Larry and Ann Towell

“If there is one theme which connects all my work, I think it is that of landless-ness: how land makes people into who they are and what happens to them when they lose it and thus lose their identities.”
As a poet and musician, growing up in Ontario, Larry Towell studied Visual Arts at Toronto’s York University where he was given a camera and taught how to process black-and-white film. In 1976, he volunteered in Calcutta where he photographed and wrote. Returning to Canada, he taught folk music to support himself and his family. In 1984, he became a freelance photographer and writer focusing on the dispossessed, exile and peasant rebellion. He became a Magnum nominee in 1988 and a full member in 1993. After completing a 10 year project of of reportage in El Salvador, published a major book on the Palestinians and many books thereafter, one of which was the award winning “The World from My Front Porch,” a project on his own family in rural Ontario where he sharecrops a 75 acre farm.
Ann Towell is a writer of children’s books. She develops and prints many rolls of film for her husband’s many projects.

Erich Lessing

“I saw my job as providing documentation. I’m certainly not a story teller in the way that a novelist is a storyteller. Reportage was not the sophisticated thing then it is today.”
Erich Lessing was born in Vienna, the son of a dentist and a concert pianist. When Hitler occupied Austria in 1939, he emigrated to Israel. His mother, remaining in Austria, died in Auschwitz.
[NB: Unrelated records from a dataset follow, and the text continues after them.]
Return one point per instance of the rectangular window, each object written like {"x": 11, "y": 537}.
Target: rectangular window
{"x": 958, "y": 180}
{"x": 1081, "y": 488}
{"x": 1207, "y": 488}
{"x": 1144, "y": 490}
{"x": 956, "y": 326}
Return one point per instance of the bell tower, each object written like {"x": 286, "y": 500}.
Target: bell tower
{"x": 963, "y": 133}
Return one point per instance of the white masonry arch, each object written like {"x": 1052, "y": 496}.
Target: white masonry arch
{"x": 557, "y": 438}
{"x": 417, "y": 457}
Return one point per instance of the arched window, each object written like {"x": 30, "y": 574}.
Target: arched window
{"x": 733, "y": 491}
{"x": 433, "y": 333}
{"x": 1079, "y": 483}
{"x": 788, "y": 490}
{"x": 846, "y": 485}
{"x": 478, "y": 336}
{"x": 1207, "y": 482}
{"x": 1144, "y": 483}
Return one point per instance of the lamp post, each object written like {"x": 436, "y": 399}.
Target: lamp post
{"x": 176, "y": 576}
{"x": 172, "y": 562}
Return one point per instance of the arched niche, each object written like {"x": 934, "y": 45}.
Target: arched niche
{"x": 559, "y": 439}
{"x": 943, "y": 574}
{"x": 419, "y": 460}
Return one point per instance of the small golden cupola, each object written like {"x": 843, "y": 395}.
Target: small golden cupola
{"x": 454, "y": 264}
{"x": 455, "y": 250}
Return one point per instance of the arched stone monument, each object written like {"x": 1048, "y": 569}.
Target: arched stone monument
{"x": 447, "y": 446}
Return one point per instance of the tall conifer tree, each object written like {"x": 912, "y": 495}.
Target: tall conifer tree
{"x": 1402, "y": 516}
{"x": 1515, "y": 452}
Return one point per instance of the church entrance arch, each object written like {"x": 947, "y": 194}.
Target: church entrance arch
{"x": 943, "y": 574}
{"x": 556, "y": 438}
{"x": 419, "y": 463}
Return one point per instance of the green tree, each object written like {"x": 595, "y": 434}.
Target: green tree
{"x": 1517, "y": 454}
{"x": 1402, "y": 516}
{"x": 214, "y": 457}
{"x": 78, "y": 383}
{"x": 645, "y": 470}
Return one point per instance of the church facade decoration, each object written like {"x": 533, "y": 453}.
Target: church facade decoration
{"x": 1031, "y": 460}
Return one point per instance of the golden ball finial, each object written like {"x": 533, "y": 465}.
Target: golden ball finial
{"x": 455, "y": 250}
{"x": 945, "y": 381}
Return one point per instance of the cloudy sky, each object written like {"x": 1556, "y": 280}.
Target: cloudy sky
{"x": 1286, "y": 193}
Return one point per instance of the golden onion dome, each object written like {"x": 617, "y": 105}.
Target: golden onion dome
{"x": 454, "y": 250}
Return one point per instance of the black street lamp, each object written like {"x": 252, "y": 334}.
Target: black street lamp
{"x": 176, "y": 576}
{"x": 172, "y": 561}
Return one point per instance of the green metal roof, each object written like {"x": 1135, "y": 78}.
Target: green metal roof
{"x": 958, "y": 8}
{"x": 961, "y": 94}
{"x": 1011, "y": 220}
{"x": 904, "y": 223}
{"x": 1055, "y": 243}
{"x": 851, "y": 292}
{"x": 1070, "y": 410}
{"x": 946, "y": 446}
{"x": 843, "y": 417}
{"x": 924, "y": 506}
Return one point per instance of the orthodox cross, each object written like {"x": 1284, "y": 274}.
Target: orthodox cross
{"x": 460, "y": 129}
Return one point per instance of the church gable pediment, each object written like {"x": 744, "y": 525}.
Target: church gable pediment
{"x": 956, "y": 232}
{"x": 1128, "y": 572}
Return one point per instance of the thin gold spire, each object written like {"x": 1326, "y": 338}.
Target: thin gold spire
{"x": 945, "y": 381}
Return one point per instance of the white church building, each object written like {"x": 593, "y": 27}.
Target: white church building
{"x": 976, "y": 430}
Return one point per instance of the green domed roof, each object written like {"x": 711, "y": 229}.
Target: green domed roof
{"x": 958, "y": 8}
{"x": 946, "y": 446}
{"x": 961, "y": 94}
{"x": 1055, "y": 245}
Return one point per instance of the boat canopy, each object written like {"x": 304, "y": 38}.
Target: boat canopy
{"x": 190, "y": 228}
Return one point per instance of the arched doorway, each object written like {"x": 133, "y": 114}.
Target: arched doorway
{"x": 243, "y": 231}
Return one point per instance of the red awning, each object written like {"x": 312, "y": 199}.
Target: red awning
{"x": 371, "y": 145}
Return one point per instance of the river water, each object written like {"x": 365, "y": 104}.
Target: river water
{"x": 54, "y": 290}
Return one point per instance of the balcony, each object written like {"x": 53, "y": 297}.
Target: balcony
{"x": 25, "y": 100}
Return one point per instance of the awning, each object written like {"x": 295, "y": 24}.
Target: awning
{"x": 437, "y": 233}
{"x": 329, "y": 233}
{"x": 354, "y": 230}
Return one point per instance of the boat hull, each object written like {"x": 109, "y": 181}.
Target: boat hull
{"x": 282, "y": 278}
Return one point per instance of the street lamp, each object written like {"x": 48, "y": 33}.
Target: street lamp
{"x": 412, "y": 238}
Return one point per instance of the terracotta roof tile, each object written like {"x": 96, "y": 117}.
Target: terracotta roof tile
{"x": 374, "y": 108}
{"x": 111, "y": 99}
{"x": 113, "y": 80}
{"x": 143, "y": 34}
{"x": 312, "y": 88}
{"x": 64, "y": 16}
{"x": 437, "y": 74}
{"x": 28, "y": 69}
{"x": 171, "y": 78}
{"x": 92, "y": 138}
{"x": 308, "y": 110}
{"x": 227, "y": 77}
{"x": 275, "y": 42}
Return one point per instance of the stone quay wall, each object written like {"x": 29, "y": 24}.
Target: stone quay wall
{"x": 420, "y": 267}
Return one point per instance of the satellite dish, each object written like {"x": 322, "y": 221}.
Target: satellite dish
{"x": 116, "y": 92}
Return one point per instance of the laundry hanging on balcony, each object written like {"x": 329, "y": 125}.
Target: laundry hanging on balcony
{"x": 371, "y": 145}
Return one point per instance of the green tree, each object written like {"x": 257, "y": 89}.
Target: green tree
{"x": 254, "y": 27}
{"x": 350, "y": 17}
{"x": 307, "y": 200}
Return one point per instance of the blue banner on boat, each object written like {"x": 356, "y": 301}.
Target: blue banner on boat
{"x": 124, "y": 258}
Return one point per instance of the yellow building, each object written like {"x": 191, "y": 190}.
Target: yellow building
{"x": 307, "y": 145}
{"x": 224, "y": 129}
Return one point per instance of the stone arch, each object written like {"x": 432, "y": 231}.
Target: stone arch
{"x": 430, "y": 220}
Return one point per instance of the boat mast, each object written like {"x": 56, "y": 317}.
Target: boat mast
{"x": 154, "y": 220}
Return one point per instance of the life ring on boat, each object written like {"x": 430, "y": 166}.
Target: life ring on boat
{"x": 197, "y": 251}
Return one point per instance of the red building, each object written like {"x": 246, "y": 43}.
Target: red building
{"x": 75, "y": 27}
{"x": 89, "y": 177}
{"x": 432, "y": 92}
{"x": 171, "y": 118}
He studied at Haifa’s Technical College, after which he worked on a kibbutz, served as a soldier and also drove a taxi to make a living. He served in the British Army as an aviator and photographer during World War II. He returned to Vienna in 1947 working as a photographer and reporter for Associated Press and was invited to join Magnum by David “Chim” Seymour. He became a full member in 1955. Eventually, becoming disappointed with photojournalism as a way of change, he turned to art, science and historical subjects. He has published more than 40 books.